Forced Prostitution - Forced Prostitution and Human Trafficking

Forced Prostitution and Human Trafficking

Internationally, the most common destinations for victims of human trafficking are Thailand, Japan, Israel, Belgium, the Netherlands, Germany, Italy, Turkey and the United States, according to a report by the UNODC. The major sources of trafficked persons include Thailand, China, Nigeria, Albania, Bulgaria, Belarus, Moldova, and Ukraine.

Following the first international conference on the prevention of trafficking of women in Paris in 1885 a series of initiatives to restrict the trade of women into the sex trade were initiated. Both the League of Nations and the United Nations have addressed the issue.

Due to the illegal nature of prostitution and the different methodologies used in separating forced prostitution from voluntary prostitution, the extent of this phenomenon is difficult to estimate accurately. According to a 2008 report by the US Department of State: "Annually, according to U.S. Government-sponsored research completed in 2006, approximately 800,000 people are trafficked across national borders, which does not include millions trafficked within their own countries. Approximately 80 percent of transnational victims are women and girls and up to 50 percent are minors, and the majority of transnational victims are trafficked into commercial sexual exploitation." The United Nations stated in 2009 that estimates showed there could be around 270,000 victims of human trafficking in the European Union. Not everyone believes that such large numbers of people are trafficked against their will. The Economist and Elizabeth Pisani claim that only a small proportion of prostitutes are explicitly trafficked against their will.

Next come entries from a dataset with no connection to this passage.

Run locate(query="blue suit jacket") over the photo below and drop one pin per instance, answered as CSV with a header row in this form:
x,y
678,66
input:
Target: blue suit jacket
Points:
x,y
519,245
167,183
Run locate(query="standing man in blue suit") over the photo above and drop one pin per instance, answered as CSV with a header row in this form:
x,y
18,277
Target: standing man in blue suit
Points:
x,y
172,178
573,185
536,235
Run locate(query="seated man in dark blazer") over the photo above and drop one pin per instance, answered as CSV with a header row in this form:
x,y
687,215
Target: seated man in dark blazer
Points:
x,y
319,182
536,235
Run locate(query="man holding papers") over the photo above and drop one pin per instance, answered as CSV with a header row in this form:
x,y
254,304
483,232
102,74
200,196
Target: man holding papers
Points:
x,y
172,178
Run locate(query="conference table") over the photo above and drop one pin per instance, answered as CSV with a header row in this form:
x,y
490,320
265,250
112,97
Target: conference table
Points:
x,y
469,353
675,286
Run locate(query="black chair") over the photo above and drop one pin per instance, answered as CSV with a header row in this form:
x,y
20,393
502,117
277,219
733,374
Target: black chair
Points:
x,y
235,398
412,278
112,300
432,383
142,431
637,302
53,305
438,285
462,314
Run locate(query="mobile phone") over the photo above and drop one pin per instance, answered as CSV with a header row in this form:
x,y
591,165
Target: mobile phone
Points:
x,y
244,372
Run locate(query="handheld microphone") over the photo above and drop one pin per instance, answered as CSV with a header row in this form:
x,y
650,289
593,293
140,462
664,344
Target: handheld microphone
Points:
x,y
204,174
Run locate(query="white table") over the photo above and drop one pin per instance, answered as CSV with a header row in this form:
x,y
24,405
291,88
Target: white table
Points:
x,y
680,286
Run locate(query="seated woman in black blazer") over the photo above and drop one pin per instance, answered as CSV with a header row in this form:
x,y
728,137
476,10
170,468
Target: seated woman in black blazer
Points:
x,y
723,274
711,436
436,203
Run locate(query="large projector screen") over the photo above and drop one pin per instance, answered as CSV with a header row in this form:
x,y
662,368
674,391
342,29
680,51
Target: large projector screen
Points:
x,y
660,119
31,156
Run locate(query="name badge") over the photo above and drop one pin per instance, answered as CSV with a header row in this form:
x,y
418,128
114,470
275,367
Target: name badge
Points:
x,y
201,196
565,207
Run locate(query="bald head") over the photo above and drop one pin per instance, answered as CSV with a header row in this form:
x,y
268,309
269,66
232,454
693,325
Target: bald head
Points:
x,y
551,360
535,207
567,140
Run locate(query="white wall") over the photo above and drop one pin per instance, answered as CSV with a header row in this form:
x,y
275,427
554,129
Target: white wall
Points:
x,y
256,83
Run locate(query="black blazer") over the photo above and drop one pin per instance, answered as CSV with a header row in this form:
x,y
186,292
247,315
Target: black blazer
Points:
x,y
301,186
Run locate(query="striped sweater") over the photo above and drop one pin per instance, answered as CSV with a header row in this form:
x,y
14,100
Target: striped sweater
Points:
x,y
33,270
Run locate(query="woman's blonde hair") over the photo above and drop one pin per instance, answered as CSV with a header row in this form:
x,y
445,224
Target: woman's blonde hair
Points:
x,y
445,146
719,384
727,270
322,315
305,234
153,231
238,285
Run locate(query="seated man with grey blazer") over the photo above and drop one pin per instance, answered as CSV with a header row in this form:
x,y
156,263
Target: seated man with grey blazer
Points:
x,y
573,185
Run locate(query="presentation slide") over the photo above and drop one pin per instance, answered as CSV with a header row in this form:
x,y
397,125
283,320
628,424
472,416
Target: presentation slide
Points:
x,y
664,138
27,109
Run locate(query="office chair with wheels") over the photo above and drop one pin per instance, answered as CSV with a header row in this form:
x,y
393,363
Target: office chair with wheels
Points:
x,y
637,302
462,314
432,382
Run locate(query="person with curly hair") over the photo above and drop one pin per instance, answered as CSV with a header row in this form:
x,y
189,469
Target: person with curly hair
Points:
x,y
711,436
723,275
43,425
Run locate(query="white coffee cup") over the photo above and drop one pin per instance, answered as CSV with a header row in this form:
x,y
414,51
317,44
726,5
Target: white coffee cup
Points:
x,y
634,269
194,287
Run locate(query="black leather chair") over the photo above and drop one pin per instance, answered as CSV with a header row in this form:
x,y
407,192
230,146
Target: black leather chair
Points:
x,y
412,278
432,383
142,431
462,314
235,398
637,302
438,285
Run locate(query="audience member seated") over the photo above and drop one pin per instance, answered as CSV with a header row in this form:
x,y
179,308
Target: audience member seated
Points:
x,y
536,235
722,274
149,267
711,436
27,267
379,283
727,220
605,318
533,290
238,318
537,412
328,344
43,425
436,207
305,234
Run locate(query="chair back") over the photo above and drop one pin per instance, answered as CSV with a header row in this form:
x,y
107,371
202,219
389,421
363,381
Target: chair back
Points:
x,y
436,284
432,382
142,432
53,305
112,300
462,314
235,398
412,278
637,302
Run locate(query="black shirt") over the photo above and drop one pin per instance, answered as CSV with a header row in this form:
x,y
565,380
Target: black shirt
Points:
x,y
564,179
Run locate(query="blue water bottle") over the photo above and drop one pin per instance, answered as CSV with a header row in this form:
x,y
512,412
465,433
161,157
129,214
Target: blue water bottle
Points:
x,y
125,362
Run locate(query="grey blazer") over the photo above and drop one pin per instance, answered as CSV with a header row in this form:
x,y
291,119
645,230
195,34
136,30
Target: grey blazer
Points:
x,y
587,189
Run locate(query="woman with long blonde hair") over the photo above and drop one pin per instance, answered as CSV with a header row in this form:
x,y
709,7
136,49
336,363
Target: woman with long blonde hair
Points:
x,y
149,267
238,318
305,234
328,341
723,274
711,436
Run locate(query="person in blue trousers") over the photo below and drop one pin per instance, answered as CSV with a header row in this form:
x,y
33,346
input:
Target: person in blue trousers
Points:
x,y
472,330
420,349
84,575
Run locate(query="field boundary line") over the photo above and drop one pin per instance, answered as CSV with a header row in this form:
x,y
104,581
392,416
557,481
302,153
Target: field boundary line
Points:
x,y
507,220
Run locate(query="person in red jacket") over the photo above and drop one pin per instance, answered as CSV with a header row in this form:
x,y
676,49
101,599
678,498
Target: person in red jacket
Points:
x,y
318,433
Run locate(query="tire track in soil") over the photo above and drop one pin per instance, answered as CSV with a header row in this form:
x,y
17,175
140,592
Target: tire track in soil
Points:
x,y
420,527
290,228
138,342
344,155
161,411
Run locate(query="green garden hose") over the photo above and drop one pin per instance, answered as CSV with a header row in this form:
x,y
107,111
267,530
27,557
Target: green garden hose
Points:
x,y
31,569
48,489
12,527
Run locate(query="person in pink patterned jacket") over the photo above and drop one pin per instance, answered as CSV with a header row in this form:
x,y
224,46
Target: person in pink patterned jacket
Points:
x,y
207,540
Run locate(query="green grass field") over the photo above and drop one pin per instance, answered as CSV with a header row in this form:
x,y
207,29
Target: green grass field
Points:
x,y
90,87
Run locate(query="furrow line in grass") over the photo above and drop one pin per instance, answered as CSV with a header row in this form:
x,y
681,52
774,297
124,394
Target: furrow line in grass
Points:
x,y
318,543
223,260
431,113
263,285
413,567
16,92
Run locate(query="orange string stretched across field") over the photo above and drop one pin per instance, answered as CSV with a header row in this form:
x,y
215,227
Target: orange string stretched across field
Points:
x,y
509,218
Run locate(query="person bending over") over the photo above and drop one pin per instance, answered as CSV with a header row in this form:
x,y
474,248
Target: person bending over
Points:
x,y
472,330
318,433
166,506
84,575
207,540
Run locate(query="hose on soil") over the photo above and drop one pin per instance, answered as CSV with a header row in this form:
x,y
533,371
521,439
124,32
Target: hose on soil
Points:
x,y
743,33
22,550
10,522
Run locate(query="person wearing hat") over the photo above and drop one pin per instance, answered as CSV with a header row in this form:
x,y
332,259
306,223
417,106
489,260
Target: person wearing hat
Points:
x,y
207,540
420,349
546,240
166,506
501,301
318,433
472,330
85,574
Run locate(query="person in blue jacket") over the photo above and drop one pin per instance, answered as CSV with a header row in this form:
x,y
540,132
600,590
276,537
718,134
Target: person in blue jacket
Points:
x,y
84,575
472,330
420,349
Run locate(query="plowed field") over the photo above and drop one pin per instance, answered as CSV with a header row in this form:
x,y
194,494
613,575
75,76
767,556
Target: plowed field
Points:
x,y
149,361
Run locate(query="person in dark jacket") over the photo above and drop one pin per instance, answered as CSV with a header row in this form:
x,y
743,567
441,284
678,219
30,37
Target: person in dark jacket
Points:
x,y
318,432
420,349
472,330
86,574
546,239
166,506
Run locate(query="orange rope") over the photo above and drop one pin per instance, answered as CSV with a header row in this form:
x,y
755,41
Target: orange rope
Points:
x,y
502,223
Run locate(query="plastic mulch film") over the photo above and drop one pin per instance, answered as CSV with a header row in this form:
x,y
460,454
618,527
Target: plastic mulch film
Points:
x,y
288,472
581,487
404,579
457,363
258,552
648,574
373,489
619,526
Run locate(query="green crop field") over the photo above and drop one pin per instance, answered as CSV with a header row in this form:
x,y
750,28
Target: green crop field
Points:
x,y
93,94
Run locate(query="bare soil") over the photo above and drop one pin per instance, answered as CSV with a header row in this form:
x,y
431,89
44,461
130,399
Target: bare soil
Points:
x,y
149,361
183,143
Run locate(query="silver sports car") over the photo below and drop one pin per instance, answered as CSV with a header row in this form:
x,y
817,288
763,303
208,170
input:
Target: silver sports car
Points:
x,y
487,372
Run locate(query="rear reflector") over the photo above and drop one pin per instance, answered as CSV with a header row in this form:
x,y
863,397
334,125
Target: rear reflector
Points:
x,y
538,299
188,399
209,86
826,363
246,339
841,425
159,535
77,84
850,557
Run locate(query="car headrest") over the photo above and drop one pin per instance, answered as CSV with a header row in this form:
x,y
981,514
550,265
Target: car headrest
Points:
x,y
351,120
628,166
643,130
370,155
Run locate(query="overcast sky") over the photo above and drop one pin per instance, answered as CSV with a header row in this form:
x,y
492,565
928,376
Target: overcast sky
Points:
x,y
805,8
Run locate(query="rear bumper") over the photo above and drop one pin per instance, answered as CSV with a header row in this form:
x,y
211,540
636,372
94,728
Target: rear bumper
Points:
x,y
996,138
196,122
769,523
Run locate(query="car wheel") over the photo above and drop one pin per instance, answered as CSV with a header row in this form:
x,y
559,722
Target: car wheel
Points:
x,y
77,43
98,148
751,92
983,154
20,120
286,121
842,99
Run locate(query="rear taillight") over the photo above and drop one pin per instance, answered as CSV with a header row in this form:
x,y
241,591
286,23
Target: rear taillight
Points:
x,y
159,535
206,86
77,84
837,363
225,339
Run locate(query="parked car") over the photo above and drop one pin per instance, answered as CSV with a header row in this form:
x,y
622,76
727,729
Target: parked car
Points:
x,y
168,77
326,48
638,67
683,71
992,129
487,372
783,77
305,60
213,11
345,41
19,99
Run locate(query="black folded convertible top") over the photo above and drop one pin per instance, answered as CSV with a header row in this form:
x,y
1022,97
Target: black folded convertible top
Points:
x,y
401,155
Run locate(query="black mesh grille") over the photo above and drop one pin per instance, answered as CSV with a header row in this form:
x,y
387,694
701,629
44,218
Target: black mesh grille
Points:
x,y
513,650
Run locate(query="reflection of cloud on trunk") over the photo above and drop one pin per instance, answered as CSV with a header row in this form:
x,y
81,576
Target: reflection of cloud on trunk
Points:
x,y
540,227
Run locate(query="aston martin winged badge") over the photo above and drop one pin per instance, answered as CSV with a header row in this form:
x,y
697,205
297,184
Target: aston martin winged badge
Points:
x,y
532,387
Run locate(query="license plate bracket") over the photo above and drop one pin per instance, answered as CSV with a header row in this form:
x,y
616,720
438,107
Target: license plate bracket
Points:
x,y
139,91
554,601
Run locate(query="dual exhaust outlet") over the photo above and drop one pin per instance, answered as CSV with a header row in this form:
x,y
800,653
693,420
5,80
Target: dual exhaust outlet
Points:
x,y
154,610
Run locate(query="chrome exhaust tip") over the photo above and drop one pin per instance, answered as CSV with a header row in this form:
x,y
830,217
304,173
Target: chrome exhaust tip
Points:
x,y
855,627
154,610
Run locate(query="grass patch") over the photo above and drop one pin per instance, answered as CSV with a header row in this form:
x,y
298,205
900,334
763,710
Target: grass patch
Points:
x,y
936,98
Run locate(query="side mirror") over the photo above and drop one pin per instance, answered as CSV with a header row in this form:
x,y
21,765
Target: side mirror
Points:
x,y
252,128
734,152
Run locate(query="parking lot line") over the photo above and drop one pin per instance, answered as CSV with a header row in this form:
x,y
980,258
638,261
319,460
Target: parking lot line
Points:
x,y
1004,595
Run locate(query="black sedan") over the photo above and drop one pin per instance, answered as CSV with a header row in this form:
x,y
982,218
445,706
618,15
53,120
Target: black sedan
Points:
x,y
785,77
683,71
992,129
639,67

The Protocol to Prevent, Suppress and Punish Trafficking in Persons, especially Women and Children (also referred to as the Palermo Protocol) is a protocol to the United Nations Convention against Transnational Organized Crime and defines human trafficking as the "recruitment, transportation, transfer, harbouring or receipt of persons, by means of the threat or use of force or other forms of coercion, of abduction, of fraud, of deception, of the abuse of power or of a position of vulnerability or of the giving or receiving of payments or benefits to achieve the consent of a person having control over another person, for the purpose of exploitation." For this reason, threat, coercion, or use of force is not necessary to constitute trafficking, the exploitation of an existing vulnerability – such as economic vulnerability or sexual vulnerability – is sufficient. Sigma Huda, UN special reporter on trafficking in persons, observed that "For the most part, prostitution as actually practiced in the world usually does satisfy the elements of trafficking." However Save the Children see explicit trafficking and prostitution as different issues: "The issue however, gets mired in controversy and confusion when prostitution too is considered as a violation of the basic human rights of both adult women and minors, and equal to sexual exploitation per se. From this standpoint then, trafficking and prostitution become conflated with each other".